The diaries have considerable interest for the light they throw upon public events but their unique charm lies in the vivid and detailed picture they present of social life within the family and local community from the last quarter of the nineteenth century until the First World War. In his 'Retrospect' of December 1917 Bull wrote, ''I am getting oppressed with the size of this diary. Who will bother to read through it when I am gone? - & yet I cannot leave it off ...'.
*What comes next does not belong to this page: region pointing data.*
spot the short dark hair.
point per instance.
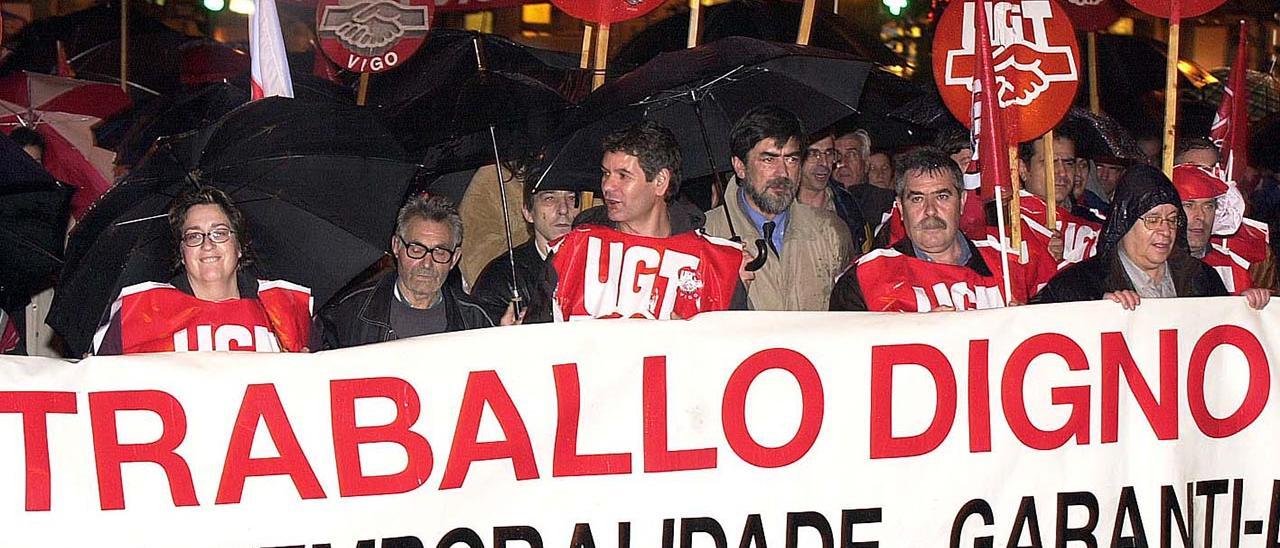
(654, 146)
(437, 209)
(924, 160)
(206, 195)
(24, 136)
(763, 123)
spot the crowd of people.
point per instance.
(805, 222)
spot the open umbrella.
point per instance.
(63, 112)
(33, 210)
(319, 186)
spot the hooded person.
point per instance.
(1142, 250)
(1202, 193)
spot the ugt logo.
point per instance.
(371, 28)
(1027, 56)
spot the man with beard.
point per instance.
(805, 246)
(549, 210)
(819, 190)
(639, 255)
(1201, 190)
(935, 266)
(411, 300)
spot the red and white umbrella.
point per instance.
(64, 112)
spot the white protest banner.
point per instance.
(1055, 425)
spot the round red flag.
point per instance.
(1189, 8)
(370, 36)
(1091, 16)
(1034, 58)
(607, 10)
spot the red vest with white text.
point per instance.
(160, 318)
(604, 273)
(891, 281)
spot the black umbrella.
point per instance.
(33, 211)
(319, 186)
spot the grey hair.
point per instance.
(437, 209)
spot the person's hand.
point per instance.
(745, 275)
(1128, 298)
(1257, 297)
(1056, 246)
(510, 316)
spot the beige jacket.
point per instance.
(814, 251)
(483, 237)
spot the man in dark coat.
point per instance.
(414, 298)
(549, 210)
(1142, 251)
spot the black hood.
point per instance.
(1141, 188)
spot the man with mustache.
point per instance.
(641, 254)
(807, 247)
(549, 209)
(411, 300)
(935, 266)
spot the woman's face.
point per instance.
(209, 263)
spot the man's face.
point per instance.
(818, 160)
(1109, 176)
(851, 168)
(629, 196)
(931, 210)
(1200, 222)
(769, 174)
(1064, 170)
(880, 170)
(552, 213)
(1150, 241)
(423, 277)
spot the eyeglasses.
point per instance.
(196, 238)
(1153, 222)
(442, 255)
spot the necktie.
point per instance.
(768, 236)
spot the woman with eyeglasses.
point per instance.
(211, 304)
(1142, 250)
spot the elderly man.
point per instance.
(807, 247)
(549, 211)
(411, 300)
(1141, 252)
(1201, 191)
(819, 190)
(635, 256)
(935, 266)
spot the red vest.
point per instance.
(1230, 266)
(895, 282)
(159, 318)
(604, 273)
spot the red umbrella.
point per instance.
(63, 112)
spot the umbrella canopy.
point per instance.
(462, 82)
(33, 211)
(700, 92)
(64, 112)
(319, 186)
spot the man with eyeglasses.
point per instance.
(807, 247)
(1201, 191)
(411, 300)
(549, 211)
(1141, 254)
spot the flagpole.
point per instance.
(695, 22)
(805, 22)
(1171, 87)
(1095, 106)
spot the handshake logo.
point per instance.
(370, 28)
(1024, 62)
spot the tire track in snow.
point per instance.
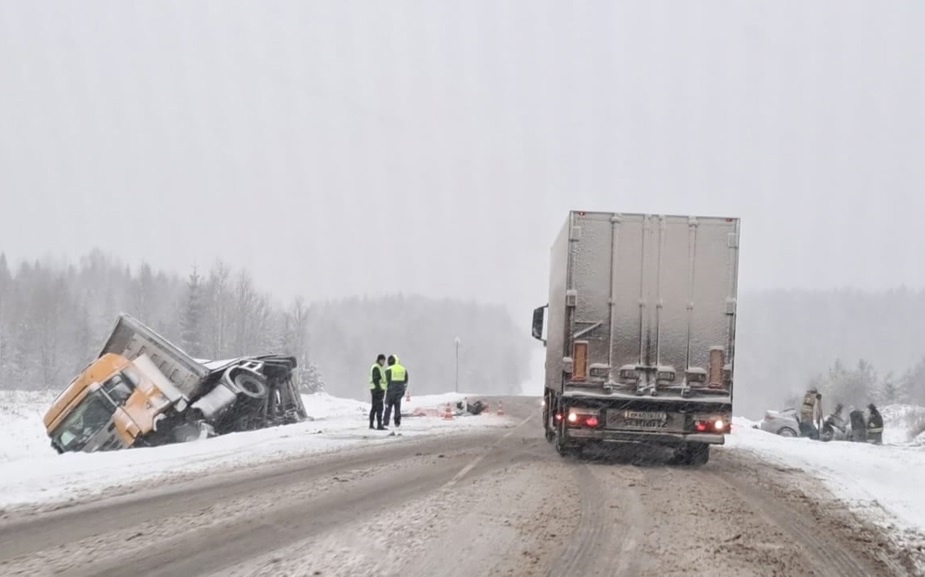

Additional sections of the collection include Bull's pocket diaries kept throughout most of his business life and an early diary from his legal office, plus the diaries of Lady Bull from 1927 until well after her husband's death. The collection also contains private letters to Bull with flimsy copies of his replies. These cover the whole range of his affairs from local activities to parliamentary business though the preponderating interest is his legal practice and there are also very many letters soliciting his aid in finding jobs from which it is clear that he was generous with his time and efforts in this respect. There are also some early family letters mainly relating to business. The third component of the collection consists of notes, drafts, cuttings and anecdotes relating to Bull's long career in the House of Commons and to the working and history of Parliament, presumably collected by him with a view to writing his Parliamentary reminiscences.
The Bull Papers were deposited at Churchill Archives Centre in summer 1982 and at the end of 1984 by Bull's sons, Sir George Bull and Anthony Bull.
The collection is on long-term loan to Churchill College from the Bull family.